Over two and a half weeks in December, Danger Mouse engineered new beats culled from the sounds of The White Album, cribbing drum hits, plundering piano loops and stealing guitar riffs before meshing them into recognizable but recontextualized riffs. "For me, it was an obvious thing to do," Danger Mouse said. "I'm a big Jay-Z fan. Always have been. Same thing with the Beatles. ... And once I got the idea to do this, I had to do it before anyone else."

What makes The Grey Album so ambitious is how Danger Mouse engineered the beats to fit the personalities of the original songs. On The Black Album's "What More Can I Say," Jay-Z reflects on his success, seemingly already nostalgic about his top-of-the-hill status on what is ostensibly his retirement album. On The Grey Album, Danger Mouse renders the same sentiment by flipping the shuffling drums and mournful piano of "While My Guitar Gently Weeps."

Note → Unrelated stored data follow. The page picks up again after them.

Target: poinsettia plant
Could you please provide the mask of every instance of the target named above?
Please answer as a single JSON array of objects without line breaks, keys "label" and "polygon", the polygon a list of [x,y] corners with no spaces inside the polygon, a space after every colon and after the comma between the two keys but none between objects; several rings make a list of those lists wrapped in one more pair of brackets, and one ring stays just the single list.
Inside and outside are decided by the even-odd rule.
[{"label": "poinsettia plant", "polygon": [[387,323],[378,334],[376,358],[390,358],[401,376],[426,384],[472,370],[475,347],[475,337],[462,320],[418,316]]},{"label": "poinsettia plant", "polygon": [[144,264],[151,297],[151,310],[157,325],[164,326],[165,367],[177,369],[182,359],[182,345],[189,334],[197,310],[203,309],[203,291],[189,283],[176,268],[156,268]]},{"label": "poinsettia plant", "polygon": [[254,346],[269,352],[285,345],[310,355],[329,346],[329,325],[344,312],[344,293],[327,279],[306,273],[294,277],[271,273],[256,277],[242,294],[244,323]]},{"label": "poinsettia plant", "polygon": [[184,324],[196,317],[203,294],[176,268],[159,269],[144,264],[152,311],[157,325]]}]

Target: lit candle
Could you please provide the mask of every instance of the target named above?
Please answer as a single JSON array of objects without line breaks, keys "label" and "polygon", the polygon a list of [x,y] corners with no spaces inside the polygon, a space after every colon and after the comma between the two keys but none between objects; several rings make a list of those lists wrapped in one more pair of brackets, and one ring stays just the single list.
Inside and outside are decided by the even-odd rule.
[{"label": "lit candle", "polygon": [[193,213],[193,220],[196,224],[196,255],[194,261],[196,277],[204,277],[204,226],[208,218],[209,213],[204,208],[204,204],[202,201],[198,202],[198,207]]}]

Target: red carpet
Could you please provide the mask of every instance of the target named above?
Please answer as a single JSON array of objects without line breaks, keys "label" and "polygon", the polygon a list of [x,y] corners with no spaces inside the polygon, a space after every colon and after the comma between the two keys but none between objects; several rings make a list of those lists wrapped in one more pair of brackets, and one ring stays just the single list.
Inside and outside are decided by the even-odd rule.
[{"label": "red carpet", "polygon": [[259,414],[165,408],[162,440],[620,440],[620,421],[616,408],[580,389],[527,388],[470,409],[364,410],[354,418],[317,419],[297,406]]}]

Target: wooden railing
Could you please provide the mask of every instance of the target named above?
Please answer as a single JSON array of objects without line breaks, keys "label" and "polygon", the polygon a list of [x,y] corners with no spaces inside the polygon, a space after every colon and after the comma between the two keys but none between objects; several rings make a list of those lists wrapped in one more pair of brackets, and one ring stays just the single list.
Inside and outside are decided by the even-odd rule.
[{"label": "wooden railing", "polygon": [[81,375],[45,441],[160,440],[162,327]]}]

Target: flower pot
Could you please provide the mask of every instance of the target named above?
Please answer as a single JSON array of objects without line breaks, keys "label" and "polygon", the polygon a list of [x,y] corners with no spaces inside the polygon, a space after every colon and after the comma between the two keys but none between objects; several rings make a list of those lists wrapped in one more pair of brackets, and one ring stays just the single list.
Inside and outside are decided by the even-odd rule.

The Rick Rubin-produced "99 Problems" framed Jay-Z's boastful bravado with beats that resurrected rap's early homage to rock breaks. The Grey Album's version does the same thing, using the sneering guitars of "Helter Skelter."

"You can throw an a cappella over the beat and as long as they're the same [time], it'll somewhat match. But it doesn't mean it'll feel natural," Danger Mouse explained. "I didn't want it to sound that kind of way. I wanted to make sure I had the feelings of the song."

What The Grey Album also has seemed to do is open up Jay-Z to rock fans in a way that his street-reared, club-ready anthems have not. And it may do the same for rap fans who didn't know they liked the Beatles.

"I love the Beatles, but nobody knows that there's breaks in there," said Chad Hugo of the Neptunes, who produced two songs on The Black Album. After hearing The Grey Album for the first time, he nodded in approval. "This is dirty," he said.